SuperHot Master Mix is an optimized ready-to-use PCR mixture of Taq DNA Polymerase, antibodies to Taq DNA Polymerase, PCR buffer, MgCl 2 and dNTPs. 2x PCR Master Mix contains all components for PCR, except DNA template and primers.

Applications:

• PCR
• Primer extension
• Multiplex PCR
• Low-copy targets PCR
• Real Time PCR

Taq Master Mix Composition:

• Taq DNA Polymerase in reaction buffer: 0.1 u/µl
• Antibodies to Taq DNA Polymerase, concentration adjusted for the effective inhibition of DNA polymerase activity at 37°C
• 32 mM (NH 4 ) 2 SO 4
• 130 mM TrisHCl, pH 8.8 at 25°C
• 0.02% Tween-20
• 3 mM MgCl 2 (or 7,0 mM MgCl 2 for #119104 and #119108)
• dNTPs (dATP, dCTP, dGTP, dTTP): 0.4 mM of each

Protocol

Due to the inhibition of polymerase activity at room temperature by Anti Taq DNA Polymerase antibodies all reactions may be settled-up at room temperature. This will not result in increase of unspecific product or primer-dimers formation.
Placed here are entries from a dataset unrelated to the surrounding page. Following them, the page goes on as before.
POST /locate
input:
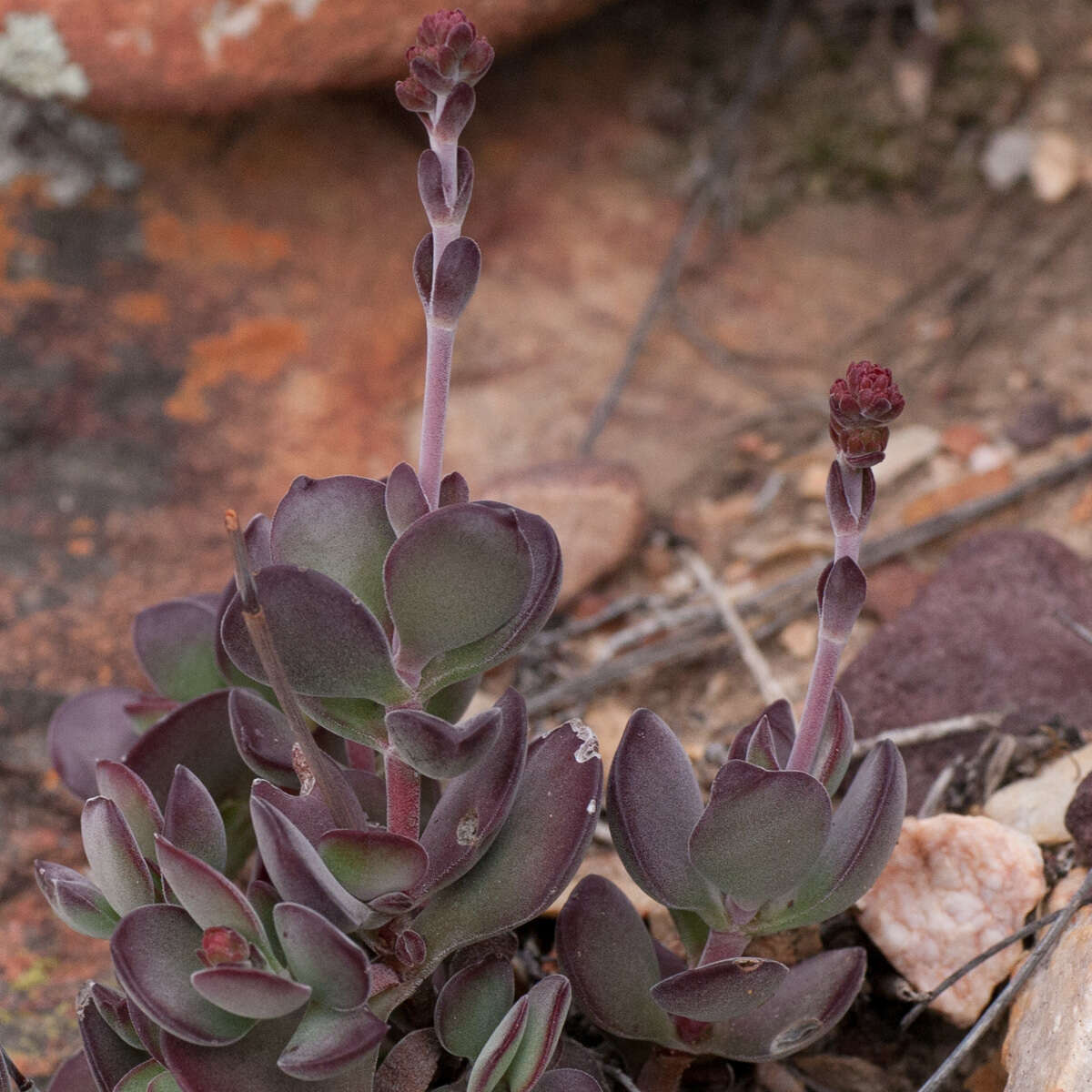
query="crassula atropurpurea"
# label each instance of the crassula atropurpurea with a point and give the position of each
(309, 864)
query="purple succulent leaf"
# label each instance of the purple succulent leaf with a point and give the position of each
(76, 900)
(538, 605)
(176, 645)
(109, 1057)
(358, 720)
(322, 956)
(835, 746)
(475, 805)
(339, 527)
(119, 868)
(197, 735)
(720, 991)
(763, 749)
(139, 1078)
(457, 576)
(374, 862)
(298, 871)
(453, 487)
(249, 992)
(812, 998)
(547, 1007)
(436, 748)
(192, 822)
(262, 736)
(567, 1080)
(410, 1064)
(210, 899)
(156, 951)
(862, 836)
(329, 642)
(500, 1048)
(607, 955)
(470, 1005)
(328, 1043)
(457, 277)
(653, 804)
(114, 1009)
(523, 872)
(88, 727)
(762, 833)
(249, 1065)
(784, 726)
(134, 800)
(404, 498)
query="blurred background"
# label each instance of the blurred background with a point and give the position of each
(693, 213)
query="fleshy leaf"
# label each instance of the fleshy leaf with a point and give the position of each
(653, 804)
(762, 833)
(156, 951)
(176, 645)
(524, 872)
(812, 998)
(197, 735)
(88, 727)
(135, 800)
(119, 868)
(607, 955)
(321, 956)
(720, 991)
(208, 898)
(410, 1064)
(262, 736)
(76, 900)
(470, 1005)
(474, 805)
(249, 992)
(453, 578)
(370, 863)
(862, 836)
(192, 822)
(404, 498)
(298, 871)
(328, 640)
(436, 748)
(327, 1043)
(339, 527)
(547, 1007)
(500, 1051)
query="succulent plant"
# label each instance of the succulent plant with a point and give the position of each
(308, 866)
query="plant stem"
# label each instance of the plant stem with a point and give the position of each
(403, 796)
(664, 1070)
(262, 638)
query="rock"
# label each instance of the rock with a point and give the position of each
(982, 636)
(212, 56)
(1055, 167)
(1037, 805)
(596, 509)
(1051, 1024)
(954, 885)
(1007, 157)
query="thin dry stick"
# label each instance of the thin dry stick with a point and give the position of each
(1004, 999)
(763, 676)
(929, 732)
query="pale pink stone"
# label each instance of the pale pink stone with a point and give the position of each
(954, 885)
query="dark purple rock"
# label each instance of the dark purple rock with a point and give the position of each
(984, 634)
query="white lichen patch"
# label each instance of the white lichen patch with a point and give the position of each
(33, 59)
(239, 21)
(589, 745)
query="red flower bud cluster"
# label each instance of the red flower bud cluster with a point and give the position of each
(448, 52)
(862, 407)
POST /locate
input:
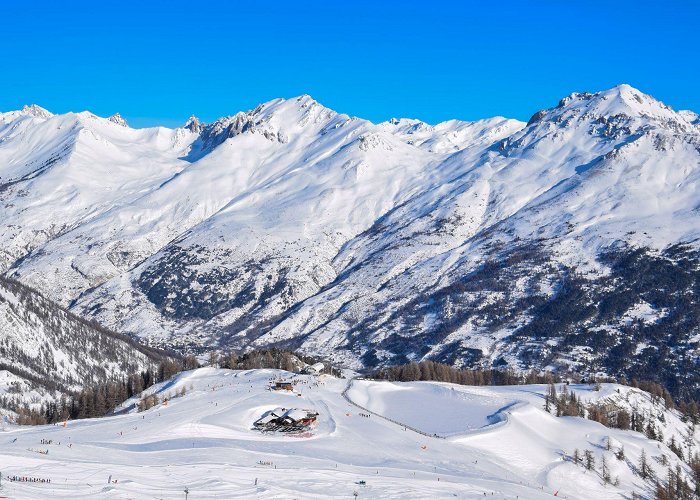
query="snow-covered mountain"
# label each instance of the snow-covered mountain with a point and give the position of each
(46, 351)
(569, 241)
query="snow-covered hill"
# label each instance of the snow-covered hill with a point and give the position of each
(553, 243)
(496, 441)
(46, 351)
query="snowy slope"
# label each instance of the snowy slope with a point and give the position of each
(291, 224)
(506, 445)
(47, 351)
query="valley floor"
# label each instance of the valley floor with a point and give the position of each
(492, 441)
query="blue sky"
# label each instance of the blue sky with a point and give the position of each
(159, 62)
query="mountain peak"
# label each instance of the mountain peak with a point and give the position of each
(36, 111)
(193, 124)
(118, 119)
(621, 103)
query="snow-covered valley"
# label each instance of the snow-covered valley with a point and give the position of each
(567, 243)
(496, 441)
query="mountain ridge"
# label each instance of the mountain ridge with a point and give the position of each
(293, 225)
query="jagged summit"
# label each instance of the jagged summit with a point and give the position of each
(118, 119)
(37, 111)
(622, 108)
(194, 125)
(290, 224)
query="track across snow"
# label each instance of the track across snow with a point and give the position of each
(203, 441)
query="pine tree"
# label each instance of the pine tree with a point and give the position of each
(589, 459)
(605, 471)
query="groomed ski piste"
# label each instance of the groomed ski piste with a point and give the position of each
(472, 442)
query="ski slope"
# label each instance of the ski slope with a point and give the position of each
(500, 443)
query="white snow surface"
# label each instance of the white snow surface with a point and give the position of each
(294, 215)
(501, 442)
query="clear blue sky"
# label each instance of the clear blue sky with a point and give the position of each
(159, 62)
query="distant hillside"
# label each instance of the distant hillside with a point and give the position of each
(46, 351)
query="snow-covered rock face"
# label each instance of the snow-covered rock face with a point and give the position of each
(118, 119)
(36, 111)
(292, 224)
Add in a thin walled PCR tube:

• Gently vortex the sample and briefly centrifuge to collect all drops to the bottom of the tube.
• Overlay the sample with mineral oil or add an appropriate amount of wax if the thermal cycler is not equipped with a heated lid.
• Place the samples in a thermocycler and start the optimal PCR program.
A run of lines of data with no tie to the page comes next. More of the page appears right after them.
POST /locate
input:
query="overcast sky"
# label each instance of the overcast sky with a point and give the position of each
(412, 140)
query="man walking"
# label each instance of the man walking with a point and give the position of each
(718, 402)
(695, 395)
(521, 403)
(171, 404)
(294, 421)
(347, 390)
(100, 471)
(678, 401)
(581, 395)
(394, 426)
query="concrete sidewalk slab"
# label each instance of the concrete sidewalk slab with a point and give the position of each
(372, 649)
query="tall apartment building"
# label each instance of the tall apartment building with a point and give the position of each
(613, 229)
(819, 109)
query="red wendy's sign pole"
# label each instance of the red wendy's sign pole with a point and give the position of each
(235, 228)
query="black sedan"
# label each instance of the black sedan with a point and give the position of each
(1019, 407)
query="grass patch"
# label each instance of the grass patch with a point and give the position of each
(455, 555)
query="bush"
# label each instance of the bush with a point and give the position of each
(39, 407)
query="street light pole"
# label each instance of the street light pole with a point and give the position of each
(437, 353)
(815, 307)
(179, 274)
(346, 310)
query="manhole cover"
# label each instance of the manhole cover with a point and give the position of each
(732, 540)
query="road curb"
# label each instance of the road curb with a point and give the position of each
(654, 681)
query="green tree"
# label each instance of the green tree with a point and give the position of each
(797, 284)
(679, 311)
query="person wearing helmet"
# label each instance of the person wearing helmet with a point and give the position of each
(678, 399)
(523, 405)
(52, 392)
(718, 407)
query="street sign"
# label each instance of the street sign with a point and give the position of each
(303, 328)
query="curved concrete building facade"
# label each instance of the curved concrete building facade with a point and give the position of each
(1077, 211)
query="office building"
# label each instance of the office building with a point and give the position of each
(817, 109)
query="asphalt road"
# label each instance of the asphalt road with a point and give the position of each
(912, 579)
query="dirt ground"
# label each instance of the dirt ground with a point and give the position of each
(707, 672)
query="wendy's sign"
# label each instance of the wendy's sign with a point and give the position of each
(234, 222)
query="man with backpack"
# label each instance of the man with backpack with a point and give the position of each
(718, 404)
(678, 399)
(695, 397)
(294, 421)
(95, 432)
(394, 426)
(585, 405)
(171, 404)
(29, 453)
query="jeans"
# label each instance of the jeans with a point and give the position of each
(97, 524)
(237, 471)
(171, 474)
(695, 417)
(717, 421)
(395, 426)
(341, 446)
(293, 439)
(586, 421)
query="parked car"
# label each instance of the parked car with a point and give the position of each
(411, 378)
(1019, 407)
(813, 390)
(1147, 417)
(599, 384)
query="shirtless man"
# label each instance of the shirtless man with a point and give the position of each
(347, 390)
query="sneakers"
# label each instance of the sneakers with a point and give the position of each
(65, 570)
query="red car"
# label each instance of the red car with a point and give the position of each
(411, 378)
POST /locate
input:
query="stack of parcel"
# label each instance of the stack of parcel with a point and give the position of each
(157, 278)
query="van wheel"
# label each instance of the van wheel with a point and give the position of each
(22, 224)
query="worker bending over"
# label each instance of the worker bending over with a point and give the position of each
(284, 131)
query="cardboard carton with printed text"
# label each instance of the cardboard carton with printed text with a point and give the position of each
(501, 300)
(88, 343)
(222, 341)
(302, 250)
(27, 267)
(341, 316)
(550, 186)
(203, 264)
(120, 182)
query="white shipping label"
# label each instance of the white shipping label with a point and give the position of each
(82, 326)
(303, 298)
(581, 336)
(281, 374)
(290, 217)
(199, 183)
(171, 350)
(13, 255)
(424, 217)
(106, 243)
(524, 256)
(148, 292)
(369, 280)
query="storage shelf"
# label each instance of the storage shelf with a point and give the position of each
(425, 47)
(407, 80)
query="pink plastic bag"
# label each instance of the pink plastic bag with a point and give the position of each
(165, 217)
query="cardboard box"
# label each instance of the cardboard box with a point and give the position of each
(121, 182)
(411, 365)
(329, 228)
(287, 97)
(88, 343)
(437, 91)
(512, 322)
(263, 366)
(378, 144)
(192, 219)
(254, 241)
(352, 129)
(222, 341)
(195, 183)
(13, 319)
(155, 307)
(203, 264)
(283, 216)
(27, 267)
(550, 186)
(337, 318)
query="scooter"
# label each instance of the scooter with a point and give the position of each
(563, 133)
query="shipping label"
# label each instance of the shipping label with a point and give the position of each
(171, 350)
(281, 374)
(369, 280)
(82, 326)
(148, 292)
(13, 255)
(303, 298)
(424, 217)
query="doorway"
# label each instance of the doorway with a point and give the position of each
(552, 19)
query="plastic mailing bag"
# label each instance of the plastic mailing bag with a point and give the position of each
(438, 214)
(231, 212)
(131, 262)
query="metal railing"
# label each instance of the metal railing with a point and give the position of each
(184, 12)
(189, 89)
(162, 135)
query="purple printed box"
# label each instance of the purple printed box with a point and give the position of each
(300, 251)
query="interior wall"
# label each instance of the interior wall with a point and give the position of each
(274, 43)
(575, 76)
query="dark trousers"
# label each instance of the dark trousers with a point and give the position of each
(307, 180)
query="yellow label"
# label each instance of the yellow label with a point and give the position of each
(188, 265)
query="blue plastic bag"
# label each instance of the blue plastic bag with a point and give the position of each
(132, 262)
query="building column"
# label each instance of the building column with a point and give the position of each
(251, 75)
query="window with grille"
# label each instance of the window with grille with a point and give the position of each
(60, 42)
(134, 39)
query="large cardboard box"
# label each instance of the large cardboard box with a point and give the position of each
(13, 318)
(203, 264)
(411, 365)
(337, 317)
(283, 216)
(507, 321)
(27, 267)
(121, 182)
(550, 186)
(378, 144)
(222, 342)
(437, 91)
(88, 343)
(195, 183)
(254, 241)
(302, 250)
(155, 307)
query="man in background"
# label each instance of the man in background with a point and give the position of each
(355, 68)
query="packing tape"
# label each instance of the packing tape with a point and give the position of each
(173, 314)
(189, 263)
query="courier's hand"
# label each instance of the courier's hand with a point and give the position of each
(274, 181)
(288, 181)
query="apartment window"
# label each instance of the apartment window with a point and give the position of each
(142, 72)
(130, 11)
Performance and purity tests: Tested for the absence of endodeoxyribonucleases and exodeoxyribonucleases. The 2x SuperHot Master Mix is tested for the amplification of a single-copy gene of mouse genomic DNA.
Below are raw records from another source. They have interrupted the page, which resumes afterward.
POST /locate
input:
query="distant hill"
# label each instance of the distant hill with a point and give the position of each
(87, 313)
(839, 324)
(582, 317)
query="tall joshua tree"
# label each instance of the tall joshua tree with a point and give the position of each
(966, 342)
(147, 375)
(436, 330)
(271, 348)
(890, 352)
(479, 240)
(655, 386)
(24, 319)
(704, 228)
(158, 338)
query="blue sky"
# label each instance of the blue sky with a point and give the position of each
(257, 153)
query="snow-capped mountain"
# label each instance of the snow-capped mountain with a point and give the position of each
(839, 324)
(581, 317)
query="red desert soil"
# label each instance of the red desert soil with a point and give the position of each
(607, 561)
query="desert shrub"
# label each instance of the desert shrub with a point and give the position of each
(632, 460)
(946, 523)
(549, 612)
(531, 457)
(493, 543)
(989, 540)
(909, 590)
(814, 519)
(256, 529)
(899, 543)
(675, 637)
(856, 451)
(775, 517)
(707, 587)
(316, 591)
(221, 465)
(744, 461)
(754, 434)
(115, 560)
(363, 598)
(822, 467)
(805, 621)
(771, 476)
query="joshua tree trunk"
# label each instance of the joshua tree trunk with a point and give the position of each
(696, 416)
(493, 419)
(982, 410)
Endodeoxyribonuclease Assay: No detectable conversion of covalently closed circular DNA to nicked DNA was observed after incubation of 25 µl of 2x SuperHot Master Mix with 1 µg of pUC19 DNA in 50 µl for 4 hours neither at 37°C nor at 70°C.

Associated activities: Endonuclease and exonuclease activities were not detectable after 2 hours incubation of the mixture with 0.22 mg of EcoR I digested lambda DNA at 72 °C in the presence of 15 – 20 units of enzyme in SuperHot Master Mix.